Cryoseism, also called frost quake, ice quake, or icequake, the sudden fracturing of soil or rock caused by rapid freezing of water in saturated ground. Such seismic events are sometimes mistaken for true earthquakes because they produce seismic vibrations, loud booms, jolts, and shaking at the ground surface. Cryoseisms may also occur in polar and mountainous regions where glaciers lurch forward intermittently, sliding or skidding against a rocky substrate, on their journey toward the ocean.

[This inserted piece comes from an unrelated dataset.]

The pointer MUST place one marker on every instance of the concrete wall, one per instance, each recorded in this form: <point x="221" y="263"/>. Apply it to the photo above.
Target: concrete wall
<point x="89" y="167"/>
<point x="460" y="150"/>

Cryoseisms are not triggered by tectonic events, such as shifting tectonic plates or rising magma. They occur when liquid groundwater saturates pores in the soil and cools rapidly to solid ice. Water is at its densest at 4 °C (39.2 °F), and it expands when it freezes. The freezing of water and its subsequent expansion begin at the surface and continue downward into the soil. Ice forming at or near the surface creates a barrier that hinders the release of pressure that builds up in the surrounding rock as well as in the frozen soil below. The pressure may increase until the rock and soil fracture under the stress. The sudden release of energy that results may be strong enough to produce audible booming sounds (called cryoseismic booms) and seismic waves (which may be recorded by seismographs).

Cryoseisms occur in regions subject to rapid changes in air temperature, specifically in areas subject to incursions of cold air and under conditions characterized by little or no snow cover. Under these circumstances, temperatures can fall below freezing very quickly. Such sudden deep-freeze events may take place in Canada and in several of the Midwestern and Northeastern states of the United States. The cracking, shaking, and sounds associated with cryoseisms often occur between midnight and dawn—typically the coldest part of the day.